Meditation and Mindfulness in Addiction Recovery

man in recovery meditating and practicing mindfulness

If you suffer from addiction or know someone who does, you may have heard of mindfulness. Meditation and mindfulness are growing in popularity as tools to recover from drug and alcohol use disorders.

Addiction is a disease of the mind that impacts our behavior and choices. One of those choices is recovery. But recovery doesn't just happen — it takes transformative work on the part of the person recovering. Mindfulness is one of many tools at your disposal while on your journey to sobriety.

There is groundbreaking research available on the positive effects of meditation and mindfulness and how they can help with recovery. Let’s explore some of those findings.

What Is Meditation, And Why Should I Do It?

Meditation is an ancient practice that can help you relax, reduce stress, and experience relief from anxiety. People meditate for many reasons. Some do it to feel calm, while others practice meditation to improve their concentration or the quality of their sleep. The act of meditation is a way to give time back to ourselves. We can create a space where we can truly be present and connect with our inner selves through meditating.
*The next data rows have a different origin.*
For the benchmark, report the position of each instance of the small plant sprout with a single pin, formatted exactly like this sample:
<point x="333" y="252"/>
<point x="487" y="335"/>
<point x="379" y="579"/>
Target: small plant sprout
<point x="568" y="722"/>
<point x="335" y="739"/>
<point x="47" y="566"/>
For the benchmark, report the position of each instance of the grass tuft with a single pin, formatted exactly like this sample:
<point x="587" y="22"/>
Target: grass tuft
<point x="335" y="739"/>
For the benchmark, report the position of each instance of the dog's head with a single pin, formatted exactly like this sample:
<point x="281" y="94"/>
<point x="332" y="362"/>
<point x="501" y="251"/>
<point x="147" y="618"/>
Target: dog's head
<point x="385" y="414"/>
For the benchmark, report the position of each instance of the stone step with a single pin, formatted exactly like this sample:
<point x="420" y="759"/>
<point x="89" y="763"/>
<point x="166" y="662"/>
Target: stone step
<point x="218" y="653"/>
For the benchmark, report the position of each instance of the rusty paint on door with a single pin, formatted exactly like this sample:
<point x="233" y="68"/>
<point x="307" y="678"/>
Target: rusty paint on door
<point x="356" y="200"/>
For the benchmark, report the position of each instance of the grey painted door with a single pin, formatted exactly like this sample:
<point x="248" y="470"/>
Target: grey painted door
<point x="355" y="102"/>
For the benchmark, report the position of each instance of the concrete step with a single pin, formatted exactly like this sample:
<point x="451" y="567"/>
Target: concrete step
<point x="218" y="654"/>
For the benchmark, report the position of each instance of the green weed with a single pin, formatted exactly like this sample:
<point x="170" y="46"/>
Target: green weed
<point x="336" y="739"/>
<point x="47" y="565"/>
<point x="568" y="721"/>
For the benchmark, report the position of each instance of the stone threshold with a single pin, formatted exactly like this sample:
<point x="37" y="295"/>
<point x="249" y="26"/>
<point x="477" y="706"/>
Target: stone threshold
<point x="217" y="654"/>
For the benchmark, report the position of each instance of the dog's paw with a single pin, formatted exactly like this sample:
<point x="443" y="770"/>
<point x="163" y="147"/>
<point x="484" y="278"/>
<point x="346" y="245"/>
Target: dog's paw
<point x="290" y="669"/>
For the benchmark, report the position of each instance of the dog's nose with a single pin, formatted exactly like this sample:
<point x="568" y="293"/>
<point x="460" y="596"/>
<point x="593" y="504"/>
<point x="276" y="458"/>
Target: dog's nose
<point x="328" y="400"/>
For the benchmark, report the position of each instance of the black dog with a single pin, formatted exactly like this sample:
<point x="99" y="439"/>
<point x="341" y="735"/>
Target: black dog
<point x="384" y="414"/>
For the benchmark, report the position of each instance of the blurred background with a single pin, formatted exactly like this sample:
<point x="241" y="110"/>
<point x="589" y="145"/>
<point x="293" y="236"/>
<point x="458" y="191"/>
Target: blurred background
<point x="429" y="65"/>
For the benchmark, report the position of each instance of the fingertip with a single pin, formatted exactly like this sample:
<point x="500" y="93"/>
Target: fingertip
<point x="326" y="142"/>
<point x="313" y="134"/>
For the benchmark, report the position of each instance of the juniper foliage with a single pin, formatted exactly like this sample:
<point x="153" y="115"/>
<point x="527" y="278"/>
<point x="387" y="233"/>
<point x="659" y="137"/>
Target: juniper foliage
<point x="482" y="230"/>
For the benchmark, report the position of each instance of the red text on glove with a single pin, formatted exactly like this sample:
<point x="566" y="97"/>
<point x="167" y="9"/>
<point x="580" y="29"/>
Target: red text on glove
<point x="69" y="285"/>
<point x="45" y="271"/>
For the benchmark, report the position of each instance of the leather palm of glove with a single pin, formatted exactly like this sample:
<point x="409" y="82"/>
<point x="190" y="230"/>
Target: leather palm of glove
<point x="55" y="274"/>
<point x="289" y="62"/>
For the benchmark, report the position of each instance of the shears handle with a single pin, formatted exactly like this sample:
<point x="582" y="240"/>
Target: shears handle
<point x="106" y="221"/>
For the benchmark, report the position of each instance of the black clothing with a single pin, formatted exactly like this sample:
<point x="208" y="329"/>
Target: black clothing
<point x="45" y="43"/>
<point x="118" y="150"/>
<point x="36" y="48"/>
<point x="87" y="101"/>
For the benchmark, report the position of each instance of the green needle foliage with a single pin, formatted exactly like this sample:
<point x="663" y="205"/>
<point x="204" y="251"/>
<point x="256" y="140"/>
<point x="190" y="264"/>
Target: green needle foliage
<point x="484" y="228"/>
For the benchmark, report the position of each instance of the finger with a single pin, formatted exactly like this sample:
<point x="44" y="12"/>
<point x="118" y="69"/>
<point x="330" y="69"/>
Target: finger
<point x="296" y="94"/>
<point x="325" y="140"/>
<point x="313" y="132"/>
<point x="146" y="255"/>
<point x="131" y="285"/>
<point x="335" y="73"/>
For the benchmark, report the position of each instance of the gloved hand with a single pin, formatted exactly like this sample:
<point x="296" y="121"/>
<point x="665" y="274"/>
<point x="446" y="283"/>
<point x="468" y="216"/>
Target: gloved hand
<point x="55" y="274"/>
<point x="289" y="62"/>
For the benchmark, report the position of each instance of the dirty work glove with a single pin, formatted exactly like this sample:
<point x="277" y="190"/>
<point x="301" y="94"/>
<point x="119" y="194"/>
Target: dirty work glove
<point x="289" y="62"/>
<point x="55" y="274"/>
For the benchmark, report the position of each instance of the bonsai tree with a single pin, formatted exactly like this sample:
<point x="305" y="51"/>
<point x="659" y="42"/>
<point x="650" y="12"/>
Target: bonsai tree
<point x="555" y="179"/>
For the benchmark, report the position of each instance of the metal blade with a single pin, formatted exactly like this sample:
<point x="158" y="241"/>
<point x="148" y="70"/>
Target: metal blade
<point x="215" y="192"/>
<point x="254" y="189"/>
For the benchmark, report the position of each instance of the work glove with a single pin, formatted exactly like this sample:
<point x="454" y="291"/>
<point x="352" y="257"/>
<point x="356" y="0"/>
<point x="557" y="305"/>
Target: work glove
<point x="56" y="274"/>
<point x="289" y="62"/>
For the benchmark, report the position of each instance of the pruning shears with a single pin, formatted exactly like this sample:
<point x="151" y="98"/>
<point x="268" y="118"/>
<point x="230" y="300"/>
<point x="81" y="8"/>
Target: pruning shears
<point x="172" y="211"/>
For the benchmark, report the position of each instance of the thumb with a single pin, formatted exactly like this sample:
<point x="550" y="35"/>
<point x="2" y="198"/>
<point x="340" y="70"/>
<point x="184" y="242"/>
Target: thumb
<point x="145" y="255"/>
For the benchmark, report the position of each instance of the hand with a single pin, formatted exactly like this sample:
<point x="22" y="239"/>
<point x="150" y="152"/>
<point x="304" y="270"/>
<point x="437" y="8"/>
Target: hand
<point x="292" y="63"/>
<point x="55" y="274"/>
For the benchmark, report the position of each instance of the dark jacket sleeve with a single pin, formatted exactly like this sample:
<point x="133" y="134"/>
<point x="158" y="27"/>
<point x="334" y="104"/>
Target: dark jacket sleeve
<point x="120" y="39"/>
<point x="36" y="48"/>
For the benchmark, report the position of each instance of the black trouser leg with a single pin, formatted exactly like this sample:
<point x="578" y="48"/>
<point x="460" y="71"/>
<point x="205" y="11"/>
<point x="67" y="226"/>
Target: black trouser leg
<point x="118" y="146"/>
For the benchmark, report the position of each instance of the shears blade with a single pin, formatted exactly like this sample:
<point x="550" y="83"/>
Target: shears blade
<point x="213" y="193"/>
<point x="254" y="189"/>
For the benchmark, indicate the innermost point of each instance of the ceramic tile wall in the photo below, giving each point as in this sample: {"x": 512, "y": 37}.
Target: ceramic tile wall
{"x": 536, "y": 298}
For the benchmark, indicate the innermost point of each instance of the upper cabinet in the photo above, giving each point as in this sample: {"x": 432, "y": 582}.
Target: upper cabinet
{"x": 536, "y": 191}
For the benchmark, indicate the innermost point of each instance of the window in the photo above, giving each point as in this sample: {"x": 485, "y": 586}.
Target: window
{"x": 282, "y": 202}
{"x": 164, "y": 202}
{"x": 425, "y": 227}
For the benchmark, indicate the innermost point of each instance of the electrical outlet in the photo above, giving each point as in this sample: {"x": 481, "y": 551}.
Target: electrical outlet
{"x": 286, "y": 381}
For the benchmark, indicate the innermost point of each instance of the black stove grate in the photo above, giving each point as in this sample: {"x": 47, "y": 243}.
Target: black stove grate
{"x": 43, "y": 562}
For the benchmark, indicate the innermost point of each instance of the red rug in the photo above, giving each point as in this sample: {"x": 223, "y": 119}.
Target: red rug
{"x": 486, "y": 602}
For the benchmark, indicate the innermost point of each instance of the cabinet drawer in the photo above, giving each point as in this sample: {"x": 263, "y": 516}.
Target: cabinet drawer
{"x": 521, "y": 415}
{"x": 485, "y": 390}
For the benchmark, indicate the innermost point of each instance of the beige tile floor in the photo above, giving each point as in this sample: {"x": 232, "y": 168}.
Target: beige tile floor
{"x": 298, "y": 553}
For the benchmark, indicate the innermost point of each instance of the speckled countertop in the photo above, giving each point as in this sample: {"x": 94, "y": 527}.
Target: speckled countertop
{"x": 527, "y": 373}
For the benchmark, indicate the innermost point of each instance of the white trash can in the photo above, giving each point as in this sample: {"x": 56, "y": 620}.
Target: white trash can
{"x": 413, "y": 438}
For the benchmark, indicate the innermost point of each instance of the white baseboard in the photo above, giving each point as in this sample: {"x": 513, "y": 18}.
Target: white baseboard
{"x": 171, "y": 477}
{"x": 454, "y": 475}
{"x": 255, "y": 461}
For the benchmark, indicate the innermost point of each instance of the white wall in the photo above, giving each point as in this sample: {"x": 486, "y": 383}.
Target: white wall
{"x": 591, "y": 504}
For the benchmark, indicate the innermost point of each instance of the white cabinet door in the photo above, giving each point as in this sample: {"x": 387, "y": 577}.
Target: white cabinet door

Other benefits of meditation include:

  • Becoming more self-aware
  • Increased patience and tolerance
  • Longer attention span and improved ability to concentrate
  • Improved sleep
  • Pain relief
  • Decreased levels of blood pressure
  • Improved self-esteem
  • Improved emotional wellbeing
  • Decreased levels of stress and anxiety

There are many different ways to meditate. Some sessions may last for several minutes, while others go on for hours. You can meditate while sitting still in a quiet place or while moving around. Some people focus on their breath, while others use a mantra (a repeated sound, word, or phrase) or a visualization (imagining something they find calming). There's no right or wrong way to meditate. Whatever works best for you is the right way. One of the positive aspects of meditation is that it doesn’t require special equipment or a financial commitment. Anyone can meditate, no matter their background or their addiction.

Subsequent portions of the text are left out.